Projet de centrale SMR en Norvège : New Nuclear - 3

03 novembre 2023

Norsk Kjernekraft a soumis une proposition au ministère norvégien du pétrole et de l’énergie pour une évaluation de la construction d’une centrale électrique basée sur de multiples petits réacteurs modulaires (SMR) dans les municipalités d’Aure et de Heim. L’entreprise a déclaré qu’il s’agissait de la première étape formelle vers la construction éventuelle de la première centrale nucléaire du pays.

L’emplacement proposé pour la centrale SMR (Image : Norsk Kjernekraft)

Selon le plan préliminaire, la centrale sera située dans une zone industrielle commune à la frontière entre Aure et Heim. D’autres zones dans les municipalités peuvent également être concernées, a indiqué Norsk Kjernekraft. La centrale devrait être composée de plusieurs SMR, qui produiront ensemble environ 12,5 TWh d’électricité par an, si la centrale est réalisée dans son intégralité. Cela correspond à une augmentation d’environ 8 % de la production d’électricité en Norvège.

Norsk Kjernekraft a conclu au début de l’année un accord d’intention sur l’étude de l’énergie nucléaire avec plusieurs municipalités, dont Aure et Heim.

En juin, l’entreprise a signé une lettre d’intention avec TVO Nuclear Services – une société de conseil détenue à 100 % par l’entreprise finlandaise Teollisuuden Voima Oyj – afin d’étudier conjointement le déploiement des SMR en Norvège. La coopération comprend l’évaluation de la pertinence et de l’efficacité du développement de l’énergie nucléaire dans les municipalités norvégiennes d’Aure, Heim, Narvik et Vardø.

Aure et Heim, en collaboration avec Norsk Kjernekraft, ont maintenant trouvé une zone appropriée, où la centrale est prévue « pour garantir la réduction des émissions de gaz à effet de serre de la municipalité, tout en permettant l’établissement d’une industrie verte ».

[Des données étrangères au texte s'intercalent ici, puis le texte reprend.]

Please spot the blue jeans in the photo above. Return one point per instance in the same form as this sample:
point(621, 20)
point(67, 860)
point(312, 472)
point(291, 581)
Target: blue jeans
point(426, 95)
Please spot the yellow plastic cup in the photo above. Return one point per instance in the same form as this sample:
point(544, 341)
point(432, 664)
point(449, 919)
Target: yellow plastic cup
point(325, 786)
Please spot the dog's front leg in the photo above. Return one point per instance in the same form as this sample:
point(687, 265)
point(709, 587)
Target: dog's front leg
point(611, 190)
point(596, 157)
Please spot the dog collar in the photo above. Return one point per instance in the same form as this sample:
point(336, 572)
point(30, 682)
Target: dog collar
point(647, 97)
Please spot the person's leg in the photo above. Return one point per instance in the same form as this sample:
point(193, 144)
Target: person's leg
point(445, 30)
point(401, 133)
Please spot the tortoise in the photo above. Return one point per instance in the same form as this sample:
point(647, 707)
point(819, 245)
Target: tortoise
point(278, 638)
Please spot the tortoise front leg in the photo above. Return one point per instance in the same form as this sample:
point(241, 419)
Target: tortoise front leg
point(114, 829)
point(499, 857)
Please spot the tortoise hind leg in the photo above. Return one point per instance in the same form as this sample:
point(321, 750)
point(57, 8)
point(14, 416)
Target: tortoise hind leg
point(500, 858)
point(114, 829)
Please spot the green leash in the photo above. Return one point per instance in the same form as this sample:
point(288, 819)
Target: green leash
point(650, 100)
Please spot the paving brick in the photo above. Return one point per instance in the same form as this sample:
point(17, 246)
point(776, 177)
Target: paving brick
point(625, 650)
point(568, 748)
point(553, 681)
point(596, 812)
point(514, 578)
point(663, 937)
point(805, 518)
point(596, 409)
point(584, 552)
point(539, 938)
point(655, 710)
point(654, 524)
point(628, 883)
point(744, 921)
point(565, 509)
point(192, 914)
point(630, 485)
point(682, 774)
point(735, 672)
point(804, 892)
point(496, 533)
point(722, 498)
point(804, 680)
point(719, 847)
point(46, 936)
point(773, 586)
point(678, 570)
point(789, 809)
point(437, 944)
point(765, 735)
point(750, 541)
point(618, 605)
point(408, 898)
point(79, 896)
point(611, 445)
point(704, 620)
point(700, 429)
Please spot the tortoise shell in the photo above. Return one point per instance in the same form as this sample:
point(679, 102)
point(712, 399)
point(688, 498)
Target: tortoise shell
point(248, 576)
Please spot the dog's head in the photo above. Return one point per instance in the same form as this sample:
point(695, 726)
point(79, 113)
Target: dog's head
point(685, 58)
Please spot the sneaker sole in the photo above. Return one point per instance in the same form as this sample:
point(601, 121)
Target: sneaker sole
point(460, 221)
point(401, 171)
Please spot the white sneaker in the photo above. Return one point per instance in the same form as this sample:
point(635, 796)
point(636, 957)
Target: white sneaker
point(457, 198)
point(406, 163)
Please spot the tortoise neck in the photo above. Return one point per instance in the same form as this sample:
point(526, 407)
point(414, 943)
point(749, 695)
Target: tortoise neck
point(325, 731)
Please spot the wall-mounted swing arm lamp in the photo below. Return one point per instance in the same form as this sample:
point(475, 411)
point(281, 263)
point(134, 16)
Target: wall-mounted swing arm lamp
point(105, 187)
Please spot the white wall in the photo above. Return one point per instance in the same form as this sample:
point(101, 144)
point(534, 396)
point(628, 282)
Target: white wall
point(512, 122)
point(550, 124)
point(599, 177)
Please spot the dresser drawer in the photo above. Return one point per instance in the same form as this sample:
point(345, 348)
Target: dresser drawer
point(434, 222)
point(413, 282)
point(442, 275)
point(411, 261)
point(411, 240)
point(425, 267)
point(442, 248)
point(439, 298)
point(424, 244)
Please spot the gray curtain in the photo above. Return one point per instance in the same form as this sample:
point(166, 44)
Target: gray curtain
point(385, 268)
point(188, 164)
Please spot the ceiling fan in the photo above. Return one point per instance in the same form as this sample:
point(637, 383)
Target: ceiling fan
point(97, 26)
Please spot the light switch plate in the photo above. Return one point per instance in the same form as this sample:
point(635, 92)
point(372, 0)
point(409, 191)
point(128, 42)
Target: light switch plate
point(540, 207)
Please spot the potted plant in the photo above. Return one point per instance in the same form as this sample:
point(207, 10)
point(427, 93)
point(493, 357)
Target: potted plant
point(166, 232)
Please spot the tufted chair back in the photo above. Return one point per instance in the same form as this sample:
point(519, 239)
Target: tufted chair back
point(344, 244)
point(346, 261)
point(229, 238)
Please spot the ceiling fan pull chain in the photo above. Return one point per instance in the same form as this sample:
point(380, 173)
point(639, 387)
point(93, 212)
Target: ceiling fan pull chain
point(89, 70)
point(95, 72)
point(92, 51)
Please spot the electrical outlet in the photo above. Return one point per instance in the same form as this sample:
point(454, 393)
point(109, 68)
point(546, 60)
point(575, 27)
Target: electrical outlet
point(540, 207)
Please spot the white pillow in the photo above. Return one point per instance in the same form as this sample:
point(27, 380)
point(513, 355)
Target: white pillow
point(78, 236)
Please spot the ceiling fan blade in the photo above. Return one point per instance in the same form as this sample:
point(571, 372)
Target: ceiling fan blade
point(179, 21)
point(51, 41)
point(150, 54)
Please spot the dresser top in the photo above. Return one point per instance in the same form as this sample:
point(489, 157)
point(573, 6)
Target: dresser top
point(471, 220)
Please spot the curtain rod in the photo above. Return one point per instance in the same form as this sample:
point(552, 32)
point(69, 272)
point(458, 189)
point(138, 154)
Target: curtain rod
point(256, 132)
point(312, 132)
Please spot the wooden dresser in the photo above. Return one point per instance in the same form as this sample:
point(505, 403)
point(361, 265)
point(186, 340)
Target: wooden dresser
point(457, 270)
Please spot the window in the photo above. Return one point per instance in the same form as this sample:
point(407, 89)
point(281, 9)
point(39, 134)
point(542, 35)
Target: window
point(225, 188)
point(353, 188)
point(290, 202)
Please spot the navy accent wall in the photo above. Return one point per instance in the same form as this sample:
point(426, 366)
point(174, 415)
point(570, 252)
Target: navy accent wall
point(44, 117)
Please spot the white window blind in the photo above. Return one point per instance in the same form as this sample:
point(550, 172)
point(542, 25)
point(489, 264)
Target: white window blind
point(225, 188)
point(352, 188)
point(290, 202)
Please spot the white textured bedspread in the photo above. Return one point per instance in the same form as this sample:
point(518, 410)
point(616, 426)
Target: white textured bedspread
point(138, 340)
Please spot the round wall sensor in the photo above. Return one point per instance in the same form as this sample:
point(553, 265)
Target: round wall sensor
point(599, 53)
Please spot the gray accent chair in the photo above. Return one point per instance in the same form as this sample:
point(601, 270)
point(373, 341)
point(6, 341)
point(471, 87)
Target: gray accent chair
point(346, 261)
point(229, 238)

Une fois la proposition de centrale approuvée par le ministère du pétrole et de l’énergie, une étude d’impact sur l’environnement pourra être lancée. Norsk Kjernekraft a déclaré qu’elle prévoyait un processus transparent avec le public, avec une implication particulière de la population locale.

Si l’étude d’impact montre que l’installation peut être construite dans des limites acceptables, les procédures d’autorisation suivront conformément aux lois et réglementations norvégiennes, et enfin la construction commencera. L’entreprise a fait remarquer que plusieurs étapes importantes doivent être franchies avant que des investissements majeurs et des décisions finales puissent être prises.

« Aure et Heim sont en lice et, avec la volonté politique et l’acceptation des citoyens, nous pourrions disposer d’une énergie nucléaire dans 10 ans, en fonction de la rapidité avec laquelle les autorités traiteront la demande », a déclaré Jonny Hesthammer, PDG de Norsk Kjernekraft. « La moitié de la consommation totale d’énergie de la Norvège provient encore des combustibles fossiles. La centrale électrique prévue à Aure et Heim contribuera donc à l’électrification et à la réduction des émissions de manière significative. Si elle est bien entretenue, la centrale peut durer jusqu’à cent ans. Elle sera donc en mesure de fournir de l’électricité bon marché aux habitants pendant de nombreuses décennies après son amortissement.

Norsk Kjernekraft a pour objectif de construire, de posséder et d’exploiter des centrales SMR en Norvège, en collaboration avec des entreprises à forte consommation d’énergie. Elle affirme qu’elle préparera les demandes de licence conformément aux réglementations nationales et aux normes internationales. Elle suivra l’approche de l’Agence internationale de l’énergie atomique en ce qui concerne les étapes et se concentrera sur ce qui crée de la valeur dans la phase initiale. Le financement se fera en collaboration avec des acteurs industriels à fort capital et des acteurs financiers solides.

En juillet, Norsk Kjernekraft et la société danoise Seaborg ont signé une lettre d’intention pour étudier le déploiement du réacteur compact à sels fondus de Seaborg en Norvège.

Toutefois, la société norvégienne a déclaré qu’elle avait l’intention de mettre en place dans un premier temps des réacteurs à sels fondus basés sur une technologie conventionnelle.